Photo courtesy of the author.
Photo courtesy of the author.

Walking out the door of my house in Garoua Boulai, Cameroon, I basked in the morning sun. Not yet too hot. Not too much dust in the air since it had rained the night before. The air smelled fresh and clean. To the right of my door grew a huge mango tree with fruit beginning to ripen. On the packed dirt in front of me, I saw a long, black thing about two feet long.

A snake? I knew some lived in the area, and even some poisonous ones, but I had never seen any. No grass nearby for them to hide. I approached it cautiously. No movement. Definitely not a snake. It looked like a long rubber worm. Where had that come from? I picked it up and took it back inside to the table to examine it further. Definitely man-made. It had ribbing on one side but I still couldn’t imagine what it was or why it was on the ground outside.

I left the mystery and went out to the market as I had originally planned. My brain pondered the “worm” as I walked along. On the way home, I noticed that one windshield wiper of my pick-up truck looked funny. It was only metal. Strange. Suddenly, I realized that the rubber worm was the part of the wiper that cleaned the windshield. How had it ended up on the ground? It couldn’t have fallen out. Who would do that?

Later that day, I hear cawing from a nearby tree. In it sat two large birds. They seemed to be more than a foot long and when one started into the air, the wingspan was a yard across. Initially, they looked mostly black but on closer inspection I could see a blueish-purple sheen on the heads, wings, and tails. The breast and sides were white. The cry sounded like a crow to me. Could crows be that big? And two colored? As I watched the birds and the ruckus they made, recognition dawned on me. One of them had “liberated” the “worm” from the windshield wiper. Was that possible?

Later that day, I searched on the internet. Pied crows, corvus albus, are adaptable black and white crows found in sub-Saharan Africa. The size fit and the location. They are known to steal food from other birds and nests as well as to scavenge for carrion. They eat just about everything, including lizards. Pied crows use sticks and even wire to form their nests which they make each year high in a tree – like the mango tree beside my house? I laughed. The crazy bird had liberated the worm and discovered it wasn’t edible spitting it out on the ground.
The next day, the other rubber worm from my windshield wiper was on the ground. Crows, in general, and pied crows, in particular, have a reputation of using tools, mimicking other sounds, and problem solving. Either this pied crow wasn’t as intelligent as it was reputed to be or its mate had gone for the second worm. Maybe the large truck windshield reflected the sun and made the rubber seem like a delectable treat.

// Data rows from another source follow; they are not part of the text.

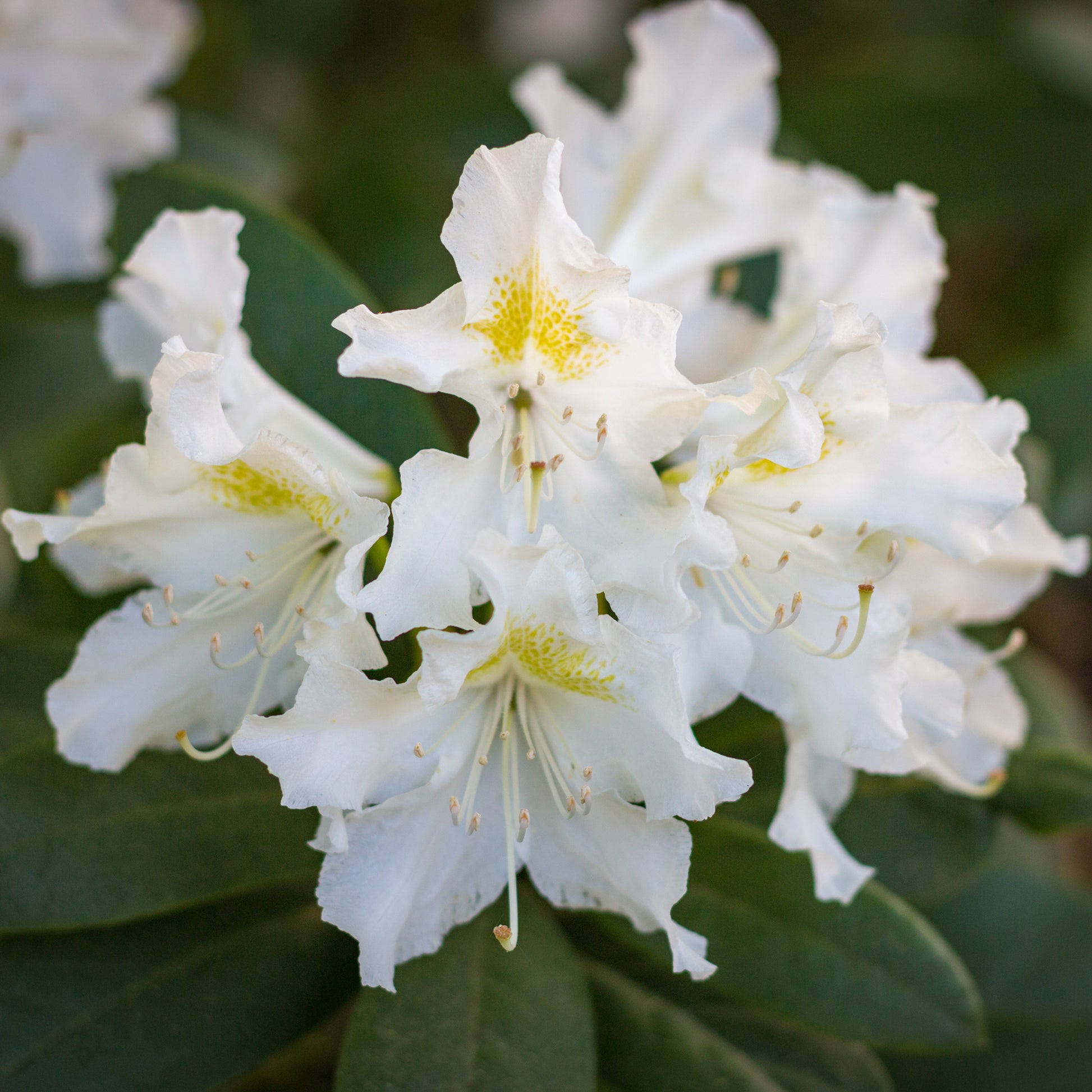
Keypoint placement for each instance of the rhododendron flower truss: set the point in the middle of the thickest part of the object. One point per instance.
(186, 279)
(248, 545)
(575, 384)
(822, 495)
(519, 744)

The situation was no longer funny. I couldn’t get new windshield wipers in my town. The nearest store was three hours away. The rainy season was starting; I couldn’t go anywhere without wipers. I arranged to have a friend bring me some wipers next time he came through town. I began to park the truck under the overhang next to the house – no sun reflecting off the windshield and close to the building. And the rains begin in earnest – perhaps bringing more and better food options. In any case, no more destroyed windshield wipers. 

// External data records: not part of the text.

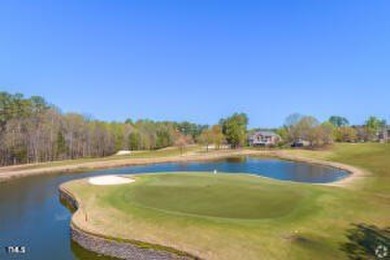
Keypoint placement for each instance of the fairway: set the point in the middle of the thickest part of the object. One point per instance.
(222, 195)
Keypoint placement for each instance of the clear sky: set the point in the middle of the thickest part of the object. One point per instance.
(200, 60)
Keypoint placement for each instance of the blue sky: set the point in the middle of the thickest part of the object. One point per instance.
(200, 60)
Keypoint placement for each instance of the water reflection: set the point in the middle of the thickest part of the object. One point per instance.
(31, 214)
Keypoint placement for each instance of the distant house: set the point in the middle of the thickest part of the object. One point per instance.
(384, 134)
(264, 138)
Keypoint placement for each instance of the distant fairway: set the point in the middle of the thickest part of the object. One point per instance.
(222, 195)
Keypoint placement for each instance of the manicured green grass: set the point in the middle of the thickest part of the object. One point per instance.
(241, 216)
(221, 195)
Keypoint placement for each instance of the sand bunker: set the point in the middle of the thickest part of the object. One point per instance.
(110, 180)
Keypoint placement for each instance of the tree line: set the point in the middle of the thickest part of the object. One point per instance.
(32, 130)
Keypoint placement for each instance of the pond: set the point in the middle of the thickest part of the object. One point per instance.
(32, 216)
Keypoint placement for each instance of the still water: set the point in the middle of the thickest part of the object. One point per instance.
(32, 216)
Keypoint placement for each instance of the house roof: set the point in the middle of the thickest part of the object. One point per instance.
(264, 133)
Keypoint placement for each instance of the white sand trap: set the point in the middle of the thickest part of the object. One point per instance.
(109, 180)
(123, 152)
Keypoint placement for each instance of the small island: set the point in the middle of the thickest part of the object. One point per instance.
(190, 215)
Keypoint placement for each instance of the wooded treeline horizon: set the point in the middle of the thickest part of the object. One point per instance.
(32, 131)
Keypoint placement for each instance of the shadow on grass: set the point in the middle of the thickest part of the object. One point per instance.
(367, 242)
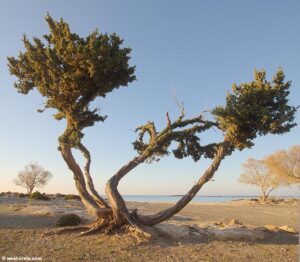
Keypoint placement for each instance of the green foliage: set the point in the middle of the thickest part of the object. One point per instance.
(38, 196)
(256, 108)
(71, 72)
(72, 197)
(183, 131)
(68, 220)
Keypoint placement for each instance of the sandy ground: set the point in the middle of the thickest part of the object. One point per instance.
(203, 232)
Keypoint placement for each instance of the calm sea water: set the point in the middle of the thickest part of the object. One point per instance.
(151, 198)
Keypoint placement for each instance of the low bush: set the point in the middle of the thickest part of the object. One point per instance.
(68, 220)
(38, 196)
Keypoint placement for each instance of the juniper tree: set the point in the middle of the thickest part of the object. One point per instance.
(32, 176)
(71, 71)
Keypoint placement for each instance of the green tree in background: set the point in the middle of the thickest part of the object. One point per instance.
(71, 72)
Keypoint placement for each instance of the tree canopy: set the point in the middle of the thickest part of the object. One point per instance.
(70, 72)
(32, 176)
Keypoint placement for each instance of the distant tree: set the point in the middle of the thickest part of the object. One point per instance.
(285, 164)
(70, 72)
(256, 173)
(32, 176)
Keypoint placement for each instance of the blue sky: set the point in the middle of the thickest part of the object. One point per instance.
(197, 48)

A long-time educator, Susan M. Smith, Ph.D., taught for more than 30 years, most of which were with the Pittsburgh Public Schools in the Spanish Magnet Program, teaching Spanish along with most other elementary subjects. She was a Peace Corps Volunteer in the Central African Republic (CAR) in the late 1970s. She returned to CAR from 2012-16 as an Education Adviser for the Evangelical Lutheran Church of CAR. She also worked on the Refugee, Immigrant, Limited English Speakers (RIL) Team at the Women’s Center & Shelter of Greater Pittsburgh for a couple of years. She is now a part-time interpreter for Hearing & Deaf Services’ PLAN (Pittsburgh Language Access Network). She is fluent in both Spanish and French.